As long as you have anti-semitism, you will have ableism because they work together to undermine your sense of why one group of people are favored over another. As you Go farther in your study you see how they are linked together. For example, ableism is linked heterosexism as the American Psychological Association up until 1973 considered it a mental health condition.



To get into why this all is so common place and confusing, we have to understand that ever since we were born we've been trapped into thinking in two ways which are detrimental. a) we think in terms of binaries: you're either black or white, male or female, straight or gay and so on and so on. b) we think in terms of subject/object.


The former, has begun to be dismantled as our understanding of race and gender have become more complex but we have a long way to go and there will always be those not interested in unlearning this work. The latter, describes how we treat sentient beings around us often. When we are working with beings on an object level we see them only as their identities. Let's use an example, I had a client once who asked me what I meant by subject object, I asked him if he ever leafed through Playboy magazine.

​"Of course," he said.

"Okay, when you looked through the magazine were you wondering what the life stories of the women were, what sort of experiences they had in their life, or were you just looking at their bodies?" He got it then. Unconsciously, we do this with everyone, our brains are quite used to processing information and then deciding what information to let go of. Subject/Object is the primary system that allows oppression to exist and fester and grow in our minds, when we don't attempt to understand the depth of people, we allow our hearts to shut down towards others--even entire groups.


Systems of oppression thrive under us picking and choosing which one we want to work on. At various times we will see this play out in the media. For example, after Black Lives Matter began gaining steam, Lana Del Ray came out with this tweet:



So this is a complicated one but I'll just go there. We begin to fall into a trap when we decide not to go deeper into the intersectionality of racism and sexism. That's what this post gets into and most of the media didn't do much exploring of it. There is incredible privilege of a white woman, addressing a group of black woman and saying that what they write and sing about is privileged. See how messy it gets? She's trying to address her own sexism and yet she brings out race instead as she needs to use the African American women as a prop to address the issue of sexism. No matter the relative power of individual, they can fall into this trap.
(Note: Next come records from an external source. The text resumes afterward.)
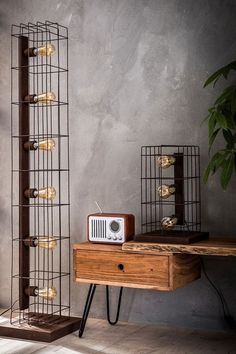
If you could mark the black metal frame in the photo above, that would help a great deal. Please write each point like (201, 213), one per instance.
(32, 266)
(184, 174)
(88, 303)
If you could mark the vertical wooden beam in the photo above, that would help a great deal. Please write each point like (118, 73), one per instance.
(24, 180)
(179, 184)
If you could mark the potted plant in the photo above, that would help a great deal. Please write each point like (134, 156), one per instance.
(221, 120)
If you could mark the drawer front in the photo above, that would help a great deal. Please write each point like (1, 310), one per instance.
(122, 269)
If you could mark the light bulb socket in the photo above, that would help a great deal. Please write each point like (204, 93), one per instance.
(31, 242)
(30, 145)
(30, 99)
(31, 193)
(31, 291)
(30, 52)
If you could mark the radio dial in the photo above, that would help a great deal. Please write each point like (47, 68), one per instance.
(114, 226)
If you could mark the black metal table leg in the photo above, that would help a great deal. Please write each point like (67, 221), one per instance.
(88, 303)
(108, 306)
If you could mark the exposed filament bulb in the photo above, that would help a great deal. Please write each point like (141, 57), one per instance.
(45, 50)
(44, 193)
(49, 243)
(47, 293)
(45, 98)
(45, 145)
(45, 242)
(166, 161)
(169, 222)
(165, 191)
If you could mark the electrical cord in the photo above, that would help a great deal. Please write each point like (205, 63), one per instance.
(227, 316)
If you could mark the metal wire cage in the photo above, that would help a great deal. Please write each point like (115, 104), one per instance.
(170, 190)
(40, 277)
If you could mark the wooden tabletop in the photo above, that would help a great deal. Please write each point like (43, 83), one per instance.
(211, 247)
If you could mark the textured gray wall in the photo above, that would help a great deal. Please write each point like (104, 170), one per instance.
(136, 75)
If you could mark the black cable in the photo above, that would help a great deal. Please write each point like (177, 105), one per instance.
(227, 316)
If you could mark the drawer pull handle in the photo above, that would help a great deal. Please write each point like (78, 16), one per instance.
(121, 266)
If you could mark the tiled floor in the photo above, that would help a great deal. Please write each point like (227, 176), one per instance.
(125, 338)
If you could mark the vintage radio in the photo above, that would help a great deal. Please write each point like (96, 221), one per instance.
(110, 228)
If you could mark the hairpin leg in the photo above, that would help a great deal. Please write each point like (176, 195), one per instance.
(88, 303)
(108, 306)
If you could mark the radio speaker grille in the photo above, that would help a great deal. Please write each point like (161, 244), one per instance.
(98, 228)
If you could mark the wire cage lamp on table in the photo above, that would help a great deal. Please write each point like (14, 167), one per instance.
(170, 194)
(40, 280)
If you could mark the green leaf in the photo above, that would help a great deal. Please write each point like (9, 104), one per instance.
(221, 120)
(213, 165)
(227, 171)
(211, 124)
(224, 71)
(229, 138)
(212, 139)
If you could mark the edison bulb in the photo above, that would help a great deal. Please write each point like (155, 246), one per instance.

This is why understanding that there is no hierarchy of oppression is essential. You cannot use another 'ism in order to get equality for your own ism. This is how oppression remains in place. This ends up causing groups to be pitted against one another and used by included groups as distractions.


Summed up by Aurdre Lorde in her poem, There is No Hierarchy of Oppression, articulates a passionate and beautiful way of articulating how it is impossible it is to respond from one identity: I was born Black, and a woman. I am trying to become the strongest person I can become to live the life I have been given and to help effect change toward a liveable future for this earth and for my children. As a Black, lesbian, feminist, socialist, poet, mother of two including one boy and a member of an interracial couple, I usually find myself part of some group in which the majority defines me as deviant, difficult, inferior or just plain “wrong.”


What this sets in place is infighting between isms, setting about a desire to prioritize one ism over the other. This is where your lesson on intersectionality becomes vitally important.